Meditation cuts down this mental time lag. It gets you closer to what is actually happening right here and right now, by getting you out of your analytical mode of processing the world. How do you get out of your head and cut down the time lag? Hint: do not tell yourself: ”Stop thinking!” That is just about guaranteed to have the opposite effect. It is praying for what you do not want.
Instead, practice reversing your usual flow.
Instead of YOU going OUT into the world to accomplish things, practice LETTING the world COME to YOU.
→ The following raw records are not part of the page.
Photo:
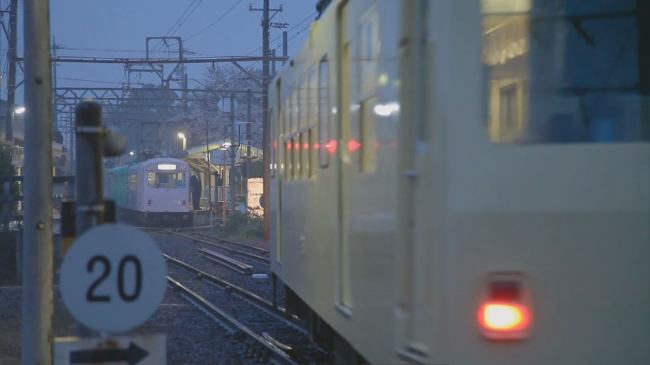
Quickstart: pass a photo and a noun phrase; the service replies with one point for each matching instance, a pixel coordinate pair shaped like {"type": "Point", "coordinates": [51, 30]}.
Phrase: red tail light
{"type": "Point", "coordinates": [505, 310]}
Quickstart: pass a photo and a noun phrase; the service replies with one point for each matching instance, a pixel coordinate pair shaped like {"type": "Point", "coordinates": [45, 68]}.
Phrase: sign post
{"type": "Point", "coordinates": [112, 279]}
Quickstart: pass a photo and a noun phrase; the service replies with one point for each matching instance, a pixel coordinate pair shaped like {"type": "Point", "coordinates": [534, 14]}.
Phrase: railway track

This might sound like rather fuzzy practice until you try it. Try finding all the subtle ways that, even as you sit there, totally motionless, you are still trying to hold the world up, thinking of what else you need to take care of. Then recognize you have nothing to do. Find the ways you are trying to rush to meet the world. Slow to meet its pace. Find the ways in which you are hiding from the world. Slowly release these contracted parts, and feel whatever arises fully. Find the ways in which you are worried that you are not doing things right. Then forgive yourself and recognize that everything is just as it should be.
Find the ways in which you keep pressing the “Pause” button on life because you want it to stop, for just a second, so you can wait, stop, reflect, get things “right.” Then get your mental finger off that button, and let life wash over you. It should make your toes tingle.
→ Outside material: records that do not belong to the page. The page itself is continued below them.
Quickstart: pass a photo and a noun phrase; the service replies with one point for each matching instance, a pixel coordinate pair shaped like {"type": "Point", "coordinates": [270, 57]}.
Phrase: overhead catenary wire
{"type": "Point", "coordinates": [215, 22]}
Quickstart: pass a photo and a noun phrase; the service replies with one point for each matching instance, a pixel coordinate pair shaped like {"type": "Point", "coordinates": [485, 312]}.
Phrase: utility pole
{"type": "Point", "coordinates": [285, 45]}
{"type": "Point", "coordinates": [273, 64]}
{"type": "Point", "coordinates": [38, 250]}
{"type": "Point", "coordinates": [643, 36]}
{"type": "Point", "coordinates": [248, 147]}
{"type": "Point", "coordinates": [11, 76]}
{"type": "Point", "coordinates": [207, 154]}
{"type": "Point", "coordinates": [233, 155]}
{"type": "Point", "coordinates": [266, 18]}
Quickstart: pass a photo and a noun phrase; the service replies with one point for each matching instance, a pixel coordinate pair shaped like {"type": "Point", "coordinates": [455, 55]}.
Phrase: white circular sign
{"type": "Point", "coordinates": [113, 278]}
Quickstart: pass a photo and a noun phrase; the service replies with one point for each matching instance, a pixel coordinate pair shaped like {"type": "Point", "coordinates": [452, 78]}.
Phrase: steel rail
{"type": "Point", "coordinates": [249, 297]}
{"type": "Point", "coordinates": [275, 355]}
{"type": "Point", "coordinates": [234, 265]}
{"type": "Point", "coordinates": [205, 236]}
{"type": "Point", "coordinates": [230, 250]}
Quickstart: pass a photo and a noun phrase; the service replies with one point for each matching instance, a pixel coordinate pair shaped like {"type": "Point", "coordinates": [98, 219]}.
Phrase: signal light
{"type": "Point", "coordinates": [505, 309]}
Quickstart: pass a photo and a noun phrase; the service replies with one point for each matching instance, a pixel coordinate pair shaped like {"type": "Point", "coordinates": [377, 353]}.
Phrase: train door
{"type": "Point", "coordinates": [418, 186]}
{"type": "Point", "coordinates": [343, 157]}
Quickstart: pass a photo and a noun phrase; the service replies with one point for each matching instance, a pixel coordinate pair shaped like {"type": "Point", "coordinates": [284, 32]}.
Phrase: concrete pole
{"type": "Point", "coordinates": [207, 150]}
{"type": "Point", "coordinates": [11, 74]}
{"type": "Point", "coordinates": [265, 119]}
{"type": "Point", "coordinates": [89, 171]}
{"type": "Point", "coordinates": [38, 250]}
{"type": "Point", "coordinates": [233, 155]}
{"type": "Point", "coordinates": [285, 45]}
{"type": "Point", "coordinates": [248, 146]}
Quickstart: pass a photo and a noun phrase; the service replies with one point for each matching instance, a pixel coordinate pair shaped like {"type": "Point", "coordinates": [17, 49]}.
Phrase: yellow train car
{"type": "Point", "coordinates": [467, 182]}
When I stop trying to process life in bite-sized thought chunks, I feel like I keep on just catching the glimpse of something much larger than me that is electric and alive. It is constantly coming into being, and exists before thoughts and words. It is life, whole and complete and unfiltered (to quote a poem I wrote, it is where form and formless unite).
The Zen cat-kiler story (for lack of a better term, and also because this makes me laugh) at the top of this post is about acting from this unfiltered place. It is about participating in life directly, without any judgment or analytical time-lag. The student did not pause to consider what the correct response to save the cat might be. Instead, the potential death of the cat travelled straight to his defenseless heart, and he acted straight from that vulnerable place.
In this direct interaction, things might not make “sense.” Why did the student feel compelled to put his sandals on his head? Who knows. And he probably could not explain it to you, because it arose from a place before analysis. But that action “fit” the moment. Both the teacher and the student sensed that the act carried within it some larger truth. It was alive. And because the story operates outside of the bounds of logic, it reaches us–like all great art–at the deeper level of direct experience.
The next time you sit down to meditate, or even just next time you are rushing around, practice letting life come to you. Let it arise and be full and complete, and as crazy and as heartbreaking as the act of cutting a cat in two. Stop trying to figure it out or make it be small so you can be comfortable. Instead, start wearing your sandals on your head.